The spokesperson went on to say that the senator would have taken "the appropriate steps under state law" to ensure that cases of rape and incest were excluded. But that attempt at qualification makes no sense: the South Dakota law has produced national shockwaves precisely because it prohibits abortions even for victims of rape or incest.
[...]
So here's what you need to know about John McCain.
He isn't a straight talker. His flip-flopping on tax cuts, his call to send troops we don't have to Iraq and his endorsement of the South Dakota anti-abortion legislation even while claiming that he would find a way around that legislation's central provision show that he's a politician as slippery and evasive as, well, George W. Bush.
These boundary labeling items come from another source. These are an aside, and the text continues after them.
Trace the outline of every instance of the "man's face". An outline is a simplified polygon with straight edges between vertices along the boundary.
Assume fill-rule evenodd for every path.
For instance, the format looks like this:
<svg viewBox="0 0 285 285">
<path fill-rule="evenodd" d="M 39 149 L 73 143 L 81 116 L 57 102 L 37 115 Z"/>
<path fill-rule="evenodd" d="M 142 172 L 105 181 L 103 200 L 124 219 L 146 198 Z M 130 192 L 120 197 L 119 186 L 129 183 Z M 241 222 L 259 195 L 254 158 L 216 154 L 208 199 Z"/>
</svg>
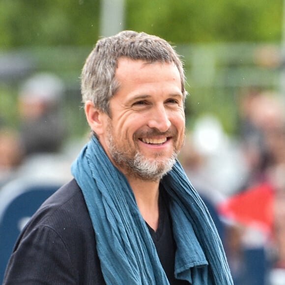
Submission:
<svg viewBox="0 0 285 285">
<path fill-rule="evenodd" d="M 158 181 L 184 143 L 185 115 L 180 75 L 174 64 L 119 60 L 120 84 L 110 101 L 111 118 L 100 138 L 127 176 Z"/>
</svg>

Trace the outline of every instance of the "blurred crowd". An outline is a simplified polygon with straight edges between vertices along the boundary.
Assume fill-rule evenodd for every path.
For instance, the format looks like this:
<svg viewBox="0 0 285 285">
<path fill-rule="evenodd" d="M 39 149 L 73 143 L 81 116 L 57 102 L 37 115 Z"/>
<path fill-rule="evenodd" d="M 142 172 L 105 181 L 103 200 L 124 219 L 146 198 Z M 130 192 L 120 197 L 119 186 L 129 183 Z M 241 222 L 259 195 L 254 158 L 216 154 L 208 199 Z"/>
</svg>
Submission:
<svg viewBox="0 0 285 285">
<path fill-rule="evenodd" d="M 0 187 L 16 178 L 64 183 L 77 155 L 66 147 L 67 128 L 62 113 L 65 88 L 49 73 L 39 73 L 20 86 L 19 128 L 0 117 Z"/>
<path fill-rule="evenodd" d="M 19 177 L 71 178 L 82 145 L 67 146 L 64 92 L 58 78 L 37 74 L 19 91 L 19 129 L 0 118 L 0 191 Z M 239 133 L 229 136 L 213 114 L 199 117 L 180 160 L 212 214 L 235 285 L 285 284 L 284 98 L 254 88 L 238 98 Z"/>
<path fill-rule="evenodd" d="M 198 118 L 181 160 L 214 205 L 235 285 L 285 284 L 284 98 L 248 88 L 239 96 L 238 133 L 213 114 Z"/>
</svg>

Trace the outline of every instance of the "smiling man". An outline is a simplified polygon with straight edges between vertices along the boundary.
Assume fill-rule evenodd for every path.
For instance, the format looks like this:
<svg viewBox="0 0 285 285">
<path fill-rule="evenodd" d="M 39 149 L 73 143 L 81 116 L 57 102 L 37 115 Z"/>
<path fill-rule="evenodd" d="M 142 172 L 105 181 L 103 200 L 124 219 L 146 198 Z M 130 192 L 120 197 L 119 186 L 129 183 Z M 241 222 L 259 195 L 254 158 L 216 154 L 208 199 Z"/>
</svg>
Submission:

He isn't a moderate. Mr. McCain's policy positions and Senate votes don't just place him at the right end of America's political spectrum; they place him in the right wing of the Republican Party.
And he isn't a maverick, at least not when it counts. When the cameras are rolling, Mr. McCain can sometimes be seen striking a brave pose of opposition to the White House. But when it matters, when the Bush administration's ability to do whatever it wants is at stake, Mr. McCain always toes the party line.
[UPDATE 9:50am PST] = = = = = = = = = = = = = = = = = =
Back to the Democratic side of '08 speculation comes this editorial by former Clinton advisor Dick Morris (via Raw Story, which brings it in from the Chillicothe Gazette in Ohio) trumpeting an alternative to Hillary that I'd plain forgotten--Al Gore!
The former vice president's slashing attacks on the administration and his stalwart, if misguided, opposition to the Iraq war leave him without the complications and complexes that will devil Clinton as she seeks to appeal to the unforgiving left of the Democratic Party.
And Gore may be a man whose time has come in his party. It was he who warned of climate change and predicted its consequences. Hurricane Katrina was just a fulfillment of the prophesies Gore wrote about in his late-1980s book "Earth in the Balance." He has been an energy-conservation nut for years, and his obsessions with alternatives to oil will play better and better as we come to realize how our addiction to oil has led us to dependency on the dealers of this particular drug - Iran, the Saudi royal family and Hugo Chavez.
[...]
Could Al beat Hillary? If Mrs. Clinton persists in her support of the Iraq war, he could. But never count on Hillary losing an election over a principle. It's a bad bet. If she moves to the left on the war, as she already shows signs of doing, she would preempt Gore and Kerry and use her tremendous lead in fundraising and ex-officio delegates to cruise to the nomination.
Al also has a history of shooting himself as he nears the finish line. In both 1988 and 2000, he repeated the fundamental mistake of not talking about his signature issue: the environment. By backing off global warming and climate change as core issues, he seemed like just another Democrat scaring people about Social Security.
[...]
But Gore has three things going for him: A perception that he was robbed of the White House and Hillary's possible stubbornness in continuing to back the war.
The third thing? The weather. As the evidence of global climate change impresses everyone who doesn't work at the White House, Gore looks more and more like a man whose time may have come.
Gore is on the record, at this time, as not running for office in 2008. But if he were to change his mind, I'd be a big backer of his candidacy.
2 Comments:
I guess it's too much to ask to not have a Clinton or Bush as president? Hasn't the last 20 year stranglehold on the office been long enough? Good grief, who's next when Hilary's done...Jenna?
No, this guy: Pierce Bush, featured over at Crooks and Liars.